Chapter contents

Appendix C: development process and project artifacts

This document is a practical map: which artifacts you need in a healthy engineering process, why you need them, and which risks they mitigate.

This is not paperwork for paperwork’s sake. In this book, artifacts are evidence: observable signals that you control quality, safety, and change delivery.


1) Process map (end-to-end)#

Idea and stakes
    |
    v
Spec
    |
    v
Plan
    |
    v
Architecture
    |
    v
Implementation (via SOP)
    |
    v
Verification
    |
    v
Deploy and rollback
    |
    v
Operations and incidents
    |
    v
Improvements
    |
    └───────────────> back to Spec

See also: the reference full cycle in Chapter 10.


2) Artifacts by stage (what, why, owner, definition of done)#

Below is the minimal sufficient set. It can be thicker, but it must not be empty.

Where artifacts live (Git-first so it remains stable)#

Process artifacts must be long-lived: survive task tracker churn, be versioned, and be reviewable.

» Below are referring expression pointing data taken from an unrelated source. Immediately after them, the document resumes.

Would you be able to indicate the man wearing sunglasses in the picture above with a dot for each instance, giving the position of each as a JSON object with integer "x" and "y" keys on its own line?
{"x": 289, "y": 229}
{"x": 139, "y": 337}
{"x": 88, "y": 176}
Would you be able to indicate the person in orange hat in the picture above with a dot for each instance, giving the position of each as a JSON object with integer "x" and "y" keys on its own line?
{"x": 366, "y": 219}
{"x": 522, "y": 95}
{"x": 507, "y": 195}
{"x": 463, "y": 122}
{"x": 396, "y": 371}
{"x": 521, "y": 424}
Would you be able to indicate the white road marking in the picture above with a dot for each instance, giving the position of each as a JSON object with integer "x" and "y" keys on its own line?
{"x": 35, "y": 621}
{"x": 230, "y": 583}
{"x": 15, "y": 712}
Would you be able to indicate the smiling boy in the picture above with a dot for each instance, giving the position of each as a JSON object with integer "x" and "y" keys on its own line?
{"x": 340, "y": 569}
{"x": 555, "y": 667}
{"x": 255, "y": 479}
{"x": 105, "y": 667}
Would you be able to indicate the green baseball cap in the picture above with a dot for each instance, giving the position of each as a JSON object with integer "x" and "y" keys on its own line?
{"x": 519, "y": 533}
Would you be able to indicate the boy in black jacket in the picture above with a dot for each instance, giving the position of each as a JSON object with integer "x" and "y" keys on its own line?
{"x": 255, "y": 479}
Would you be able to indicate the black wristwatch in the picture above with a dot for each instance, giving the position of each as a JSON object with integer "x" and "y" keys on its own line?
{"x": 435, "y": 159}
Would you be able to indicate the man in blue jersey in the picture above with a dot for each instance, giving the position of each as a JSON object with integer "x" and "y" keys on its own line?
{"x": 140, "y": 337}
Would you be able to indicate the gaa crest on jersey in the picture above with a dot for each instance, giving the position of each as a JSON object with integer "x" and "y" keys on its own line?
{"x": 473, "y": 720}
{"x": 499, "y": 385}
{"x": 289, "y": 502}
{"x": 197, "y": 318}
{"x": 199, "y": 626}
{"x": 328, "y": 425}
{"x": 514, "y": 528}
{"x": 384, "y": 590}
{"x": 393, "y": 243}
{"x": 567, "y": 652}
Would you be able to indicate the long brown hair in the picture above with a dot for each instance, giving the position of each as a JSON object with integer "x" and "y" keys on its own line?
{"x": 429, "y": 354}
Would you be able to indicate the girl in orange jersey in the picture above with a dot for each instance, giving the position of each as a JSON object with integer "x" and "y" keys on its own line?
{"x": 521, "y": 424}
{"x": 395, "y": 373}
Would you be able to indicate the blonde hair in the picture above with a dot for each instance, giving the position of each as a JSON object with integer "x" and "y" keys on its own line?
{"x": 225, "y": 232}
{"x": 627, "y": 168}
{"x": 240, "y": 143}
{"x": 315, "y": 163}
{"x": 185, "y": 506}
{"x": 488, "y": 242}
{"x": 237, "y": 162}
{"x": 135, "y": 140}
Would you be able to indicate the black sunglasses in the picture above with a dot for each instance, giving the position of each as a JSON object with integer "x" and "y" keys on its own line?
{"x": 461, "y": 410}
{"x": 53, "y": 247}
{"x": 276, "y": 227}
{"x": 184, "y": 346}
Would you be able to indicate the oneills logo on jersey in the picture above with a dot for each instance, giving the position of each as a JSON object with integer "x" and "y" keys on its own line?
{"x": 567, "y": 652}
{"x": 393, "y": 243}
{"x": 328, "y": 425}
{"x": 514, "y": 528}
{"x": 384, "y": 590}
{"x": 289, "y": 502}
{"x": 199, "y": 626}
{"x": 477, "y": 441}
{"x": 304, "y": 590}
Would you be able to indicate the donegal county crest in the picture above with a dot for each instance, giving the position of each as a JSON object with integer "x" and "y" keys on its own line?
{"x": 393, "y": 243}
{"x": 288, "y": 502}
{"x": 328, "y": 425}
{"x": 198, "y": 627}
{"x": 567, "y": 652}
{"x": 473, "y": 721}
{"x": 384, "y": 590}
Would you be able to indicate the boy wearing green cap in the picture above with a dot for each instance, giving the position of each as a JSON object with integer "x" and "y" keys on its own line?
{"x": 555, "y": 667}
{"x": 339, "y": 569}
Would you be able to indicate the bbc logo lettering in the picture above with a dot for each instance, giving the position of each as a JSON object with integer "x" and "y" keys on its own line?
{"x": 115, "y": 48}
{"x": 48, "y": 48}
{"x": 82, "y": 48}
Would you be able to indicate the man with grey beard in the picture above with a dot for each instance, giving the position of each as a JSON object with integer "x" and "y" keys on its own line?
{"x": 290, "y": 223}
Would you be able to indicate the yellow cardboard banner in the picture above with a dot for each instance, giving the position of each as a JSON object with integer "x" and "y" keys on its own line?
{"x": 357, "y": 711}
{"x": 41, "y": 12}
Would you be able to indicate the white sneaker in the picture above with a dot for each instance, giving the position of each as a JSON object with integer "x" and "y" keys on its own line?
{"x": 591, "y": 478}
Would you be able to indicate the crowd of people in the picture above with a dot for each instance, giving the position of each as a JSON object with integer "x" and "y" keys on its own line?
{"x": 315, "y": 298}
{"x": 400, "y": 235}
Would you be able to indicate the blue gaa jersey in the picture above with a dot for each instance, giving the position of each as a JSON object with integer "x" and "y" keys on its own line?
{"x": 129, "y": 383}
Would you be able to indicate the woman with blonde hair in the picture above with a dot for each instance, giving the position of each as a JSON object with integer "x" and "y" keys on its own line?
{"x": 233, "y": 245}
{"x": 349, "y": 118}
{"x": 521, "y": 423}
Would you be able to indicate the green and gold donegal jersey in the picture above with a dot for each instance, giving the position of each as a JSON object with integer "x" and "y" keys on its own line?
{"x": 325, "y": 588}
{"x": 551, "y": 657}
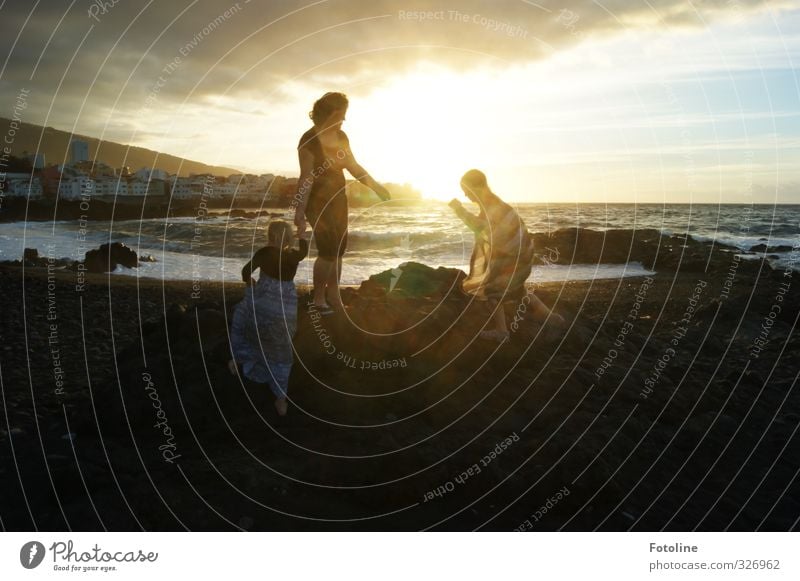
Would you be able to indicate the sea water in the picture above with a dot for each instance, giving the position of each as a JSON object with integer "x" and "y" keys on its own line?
{"x": 215, "y": 246}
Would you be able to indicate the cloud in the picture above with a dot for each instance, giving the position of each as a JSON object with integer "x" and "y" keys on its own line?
{"x": 190, "y": 50}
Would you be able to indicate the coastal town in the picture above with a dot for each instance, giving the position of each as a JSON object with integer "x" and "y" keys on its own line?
{"x": 82, "y": 178}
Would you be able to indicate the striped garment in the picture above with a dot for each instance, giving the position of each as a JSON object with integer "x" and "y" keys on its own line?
{"x": 263, "y": 325}
{"x": 502, "y": 258}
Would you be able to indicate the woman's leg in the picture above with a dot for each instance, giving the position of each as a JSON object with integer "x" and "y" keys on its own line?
{"x": 334, "y": 296}
{"x": 499, "y": 318}
{"x": 540, "y": 311}
{"x": 322, "y": 274}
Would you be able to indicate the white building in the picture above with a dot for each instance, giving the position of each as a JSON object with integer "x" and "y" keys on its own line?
{"x": 111, "y": 187}
{"x": 72, "y": 188}
{"x": 23, "y": 185}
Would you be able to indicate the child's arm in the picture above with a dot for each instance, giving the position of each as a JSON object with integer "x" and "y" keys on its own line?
{"x": 252, "y": 264}
{"x": 303, "y": 252}
{"x": 473, "y": 222}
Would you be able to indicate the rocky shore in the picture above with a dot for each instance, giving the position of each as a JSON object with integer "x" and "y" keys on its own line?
{"x": 668, "y": 402}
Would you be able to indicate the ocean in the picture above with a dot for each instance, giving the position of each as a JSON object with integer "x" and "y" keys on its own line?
{"x": 214, "y": 247}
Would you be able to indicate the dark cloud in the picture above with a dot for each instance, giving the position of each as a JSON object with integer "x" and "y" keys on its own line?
{"x": 259, "y": 45}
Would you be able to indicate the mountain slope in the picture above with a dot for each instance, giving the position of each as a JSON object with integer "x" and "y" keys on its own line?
{"x": 55, "y": 146}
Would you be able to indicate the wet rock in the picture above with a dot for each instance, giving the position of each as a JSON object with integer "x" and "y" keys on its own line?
{"x": 108, "y": 256}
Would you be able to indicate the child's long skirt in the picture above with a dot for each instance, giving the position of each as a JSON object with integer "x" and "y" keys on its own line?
{"x": 263, "y": 325}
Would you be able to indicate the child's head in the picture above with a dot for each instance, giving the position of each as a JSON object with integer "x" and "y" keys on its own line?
{"x": 476, "y": 187}
{"x": 279, "y": 233}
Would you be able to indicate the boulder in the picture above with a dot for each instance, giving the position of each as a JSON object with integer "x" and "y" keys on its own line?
{"x": 415, "y": 280}
{"x": 108, "y": 256}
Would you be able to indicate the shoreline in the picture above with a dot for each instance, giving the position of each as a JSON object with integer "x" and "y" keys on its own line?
{"x": 397, "y": 398}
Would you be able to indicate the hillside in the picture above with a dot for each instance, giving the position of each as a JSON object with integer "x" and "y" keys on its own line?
{"x": 55, "y": 145}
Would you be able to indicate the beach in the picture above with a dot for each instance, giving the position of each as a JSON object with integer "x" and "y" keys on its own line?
{"x": 668, "y": 403}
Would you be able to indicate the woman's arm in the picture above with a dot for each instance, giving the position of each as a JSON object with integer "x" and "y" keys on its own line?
{"x": 252, "y": 264}
{"x": 304, "y": 184}
{"x": 362, "y": 175}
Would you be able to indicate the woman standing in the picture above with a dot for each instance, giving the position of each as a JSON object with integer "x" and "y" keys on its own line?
{"x": 324, "y": 153}
{"x": 502, "y": 257}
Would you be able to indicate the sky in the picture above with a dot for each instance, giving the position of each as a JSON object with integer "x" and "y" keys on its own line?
{"x": 570, "y": 101}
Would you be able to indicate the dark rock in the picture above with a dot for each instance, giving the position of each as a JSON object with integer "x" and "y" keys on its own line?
{"x": 31, "y": 255}
{"x": 765, "y": 248}
{"x": 108, "y": 256}
{"x": 412, "y": 279}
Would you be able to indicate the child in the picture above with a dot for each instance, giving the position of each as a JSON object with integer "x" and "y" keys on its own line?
{"x": 266, "y": 320}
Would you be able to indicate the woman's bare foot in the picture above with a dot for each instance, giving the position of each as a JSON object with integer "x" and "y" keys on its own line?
{"x": 495, "y": 335}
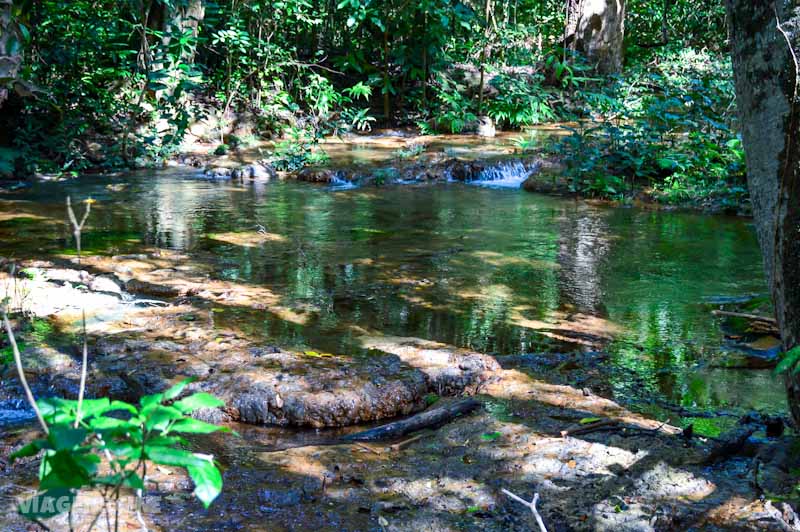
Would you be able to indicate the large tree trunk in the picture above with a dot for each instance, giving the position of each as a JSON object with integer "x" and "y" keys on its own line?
{"x": 764, "y": 35}
{"x": 596, "y": 29}
{"x": 10, "y": 50}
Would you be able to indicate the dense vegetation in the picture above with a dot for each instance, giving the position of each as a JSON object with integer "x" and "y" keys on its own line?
{"x": 109, "y": 84}
{"x": 644, "y": 90}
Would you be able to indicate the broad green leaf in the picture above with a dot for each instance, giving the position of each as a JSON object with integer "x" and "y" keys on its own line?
{"x": 65, "y": 437}
{"x": 207, "y": 481}
{"x": 150, "y": 400}
{"x": 32, "y": 449}
{"x": 61, "y": 470}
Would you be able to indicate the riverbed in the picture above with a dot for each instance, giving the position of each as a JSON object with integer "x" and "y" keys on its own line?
{"x": 612, "y": 301}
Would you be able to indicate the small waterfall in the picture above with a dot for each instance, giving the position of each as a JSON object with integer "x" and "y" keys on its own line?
{"x": 510, "y": 174}
{"x": 338, "y": 182}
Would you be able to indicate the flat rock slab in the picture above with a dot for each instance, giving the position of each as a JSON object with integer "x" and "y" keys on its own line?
{"x": 263, "y": 384}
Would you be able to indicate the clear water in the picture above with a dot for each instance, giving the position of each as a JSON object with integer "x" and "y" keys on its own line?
{"x": 484, "y": 268}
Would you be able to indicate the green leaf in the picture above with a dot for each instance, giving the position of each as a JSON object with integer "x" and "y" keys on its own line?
{"x": 61, "y": 470}
{"x": 194, "y": 426}
{"x": 207, "y": 481}
{"x": 789, "y": 360}
{"x": 176, "y": 390}
{"x": 198, "y": 400}
{"x": 32, "y": 449}
{"x": 150, "y": 400}
{"x": 64, "y": 437}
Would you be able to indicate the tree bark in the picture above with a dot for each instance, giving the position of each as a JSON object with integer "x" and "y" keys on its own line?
{"x": 765, "y": 35}
{"x": 10, "y": 50}
{"x": 596, "y": 29}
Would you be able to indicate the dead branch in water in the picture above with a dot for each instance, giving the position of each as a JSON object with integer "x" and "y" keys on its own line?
{"x": 423, "y": 420}
{"x": 586, "y": 429}
{"x": 21, "y": 372}
{"x": 531, "y": 505}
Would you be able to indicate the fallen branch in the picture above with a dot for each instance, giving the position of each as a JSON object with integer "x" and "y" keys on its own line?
{"x": 586, "y": 429}
{"x": 21, "y": 372}
{"x": 430, "y": 418}
{"x": 531, "y": 505}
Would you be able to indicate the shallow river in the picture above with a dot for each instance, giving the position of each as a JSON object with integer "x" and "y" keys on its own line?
{"x": 489, "y": 269}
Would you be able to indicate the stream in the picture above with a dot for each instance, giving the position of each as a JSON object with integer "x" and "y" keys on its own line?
{"x": 548, "y": 285}
{"x": 481, "y": 267}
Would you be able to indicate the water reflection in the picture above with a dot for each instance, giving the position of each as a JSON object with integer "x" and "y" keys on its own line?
{"x": 498, "y": 271}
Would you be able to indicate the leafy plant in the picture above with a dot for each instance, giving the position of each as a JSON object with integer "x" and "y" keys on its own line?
{"x": 123, "y": 437}
{"x": 521, "y": 101}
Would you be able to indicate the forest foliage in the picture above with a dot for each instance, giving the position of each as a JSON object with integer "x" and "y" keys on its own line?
{"x": 110, "y": 84}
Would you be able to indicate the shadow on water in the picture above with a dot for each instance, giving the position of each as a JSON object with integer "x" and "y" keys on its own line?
{"x": 497, "y": 271}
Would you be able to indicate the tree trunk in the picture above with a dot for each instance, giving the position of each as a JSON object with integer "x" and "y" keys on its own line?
{"x": 596, "y": 29}
{"x": 764, "y": 38}
{"x": 487, "y": 6}
{"x": 10, "y": 50}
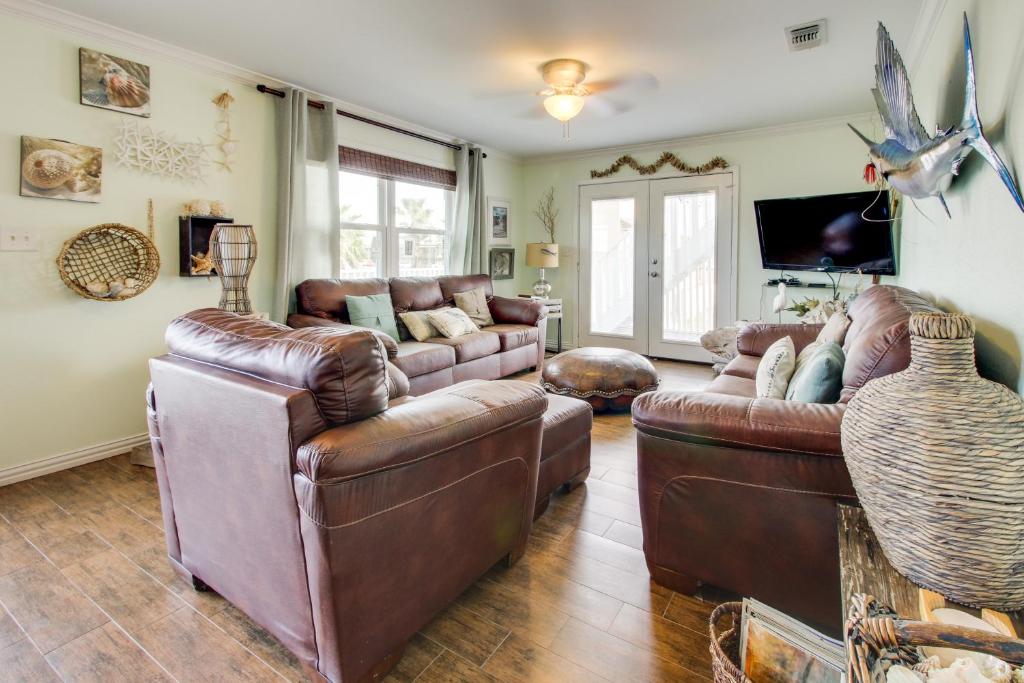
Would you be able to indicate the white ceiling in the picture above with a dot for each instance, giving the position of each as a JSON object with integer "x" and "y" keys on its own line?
{"x": 469, "y": 68}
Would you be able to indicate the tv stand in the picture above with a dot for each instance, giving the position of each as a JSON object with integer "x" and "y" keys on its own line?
{"x": 788, "y": 281}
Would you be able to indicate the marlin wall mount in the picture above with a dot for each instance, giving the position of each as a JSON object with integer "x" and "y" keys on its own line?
{"x": 912, "y": 162}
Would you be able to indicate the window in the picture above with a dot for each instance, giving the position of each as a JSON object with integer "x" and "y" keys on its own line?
{"x": 392, "y": 227}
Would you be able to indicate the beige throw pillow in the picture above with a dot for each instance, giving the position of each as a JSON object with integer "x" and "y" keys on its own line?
{"x": 474, "y": 302}
{"x": 835, "y": 330}
{"x": 775, "y": 369}
{"x": 419, "y": 325}
{"x": 453, "y": 323}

  • Git (GitLab/GitHub) is the source of truth for artifacts: SOP, prompts, DoD/checklists, runbooks, ADRs (versioning, review, history, linkage to code changes).
  • Task tracker (Kaiten/Jira) manages work: cards/status/discussion + links to specific versions of artifacts in Git (commit/tag) + evidence (PR/CI/verification output).

Note: if you use Agent Skills (SKILL.md folders) as a portable procedure format, the same rule applies—SKILL.md must live in Git and go through review. It is part of a production process (instructions, templates, checks), not chat notes.

2.1 Idea / framing#

  • Short summary (brief, no fluff)

    • Why: capture why we do this, who hurts, what changes.
    • Owner: initiator, product/project owner, tech lead.
    • Done when: a few crisp bullets for why/what/how we measure + explicit constraints.
    • See also: Chapter 10 (validation), Appendix A (business case).
  • Terms and the execution contract (short, so we don’t get confused)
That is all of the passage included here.